README.md · SeanScripts/NVLM-D-72B-nf4 at main

metadata

license: cc-by-nc-4.0
base_model:
  - nvidia/NVLM-D-72B
pipeline_tag: image-text-to-text
library_name: transformers

Converted using BitsAndBytes to NF4 (with double quantization) from nvidia/NVLM-D-72B. The model belongs to Nvidia and has the Creative Commons Attribution Non Commercial 4.0 license.

This quantization seems to work fine when only using text, but I haven't been able to get coherent responses when an image is included.
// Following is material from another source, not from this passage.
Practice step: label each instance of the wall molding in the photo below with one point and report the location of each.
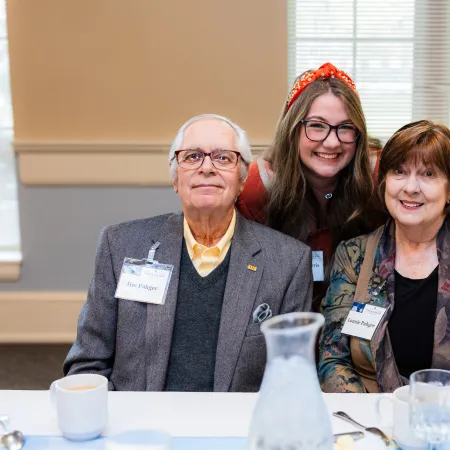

Work in progress, I could use some help figuring this out.

I made a slight modification to the modeling_intern_vit.py file by replacing a few occurrences like torch.matmul(x, linearmodule.weight.t()) + linearmodule.bias with linearmodule(x). I'm not sure why these linear module applications were written this way, when it's equivalent but fails when the module is quantized because it's accessing the weight directly instead of using the module. Making this change makes the model "work" by at least not giving any errors when trying to run it, but I still haven't been able to get coherent outputs when sending images.

It might have something to do with how the QKV modules were packed, not playing well with quantization. I'll look into how they can be split into regular Q, K, and V tensors later. Or maybe someone else would like to help.

I also modified the generate call in modeling_nvlm_d.py slightly by having it not force use_cache=True, because this was causing an issue for me with cache tensors being on the wrong GPU if I tried to use the model more than once.

Requires at least 48 GB of VRAM. Probably still can't have very long context with only 48 GB though.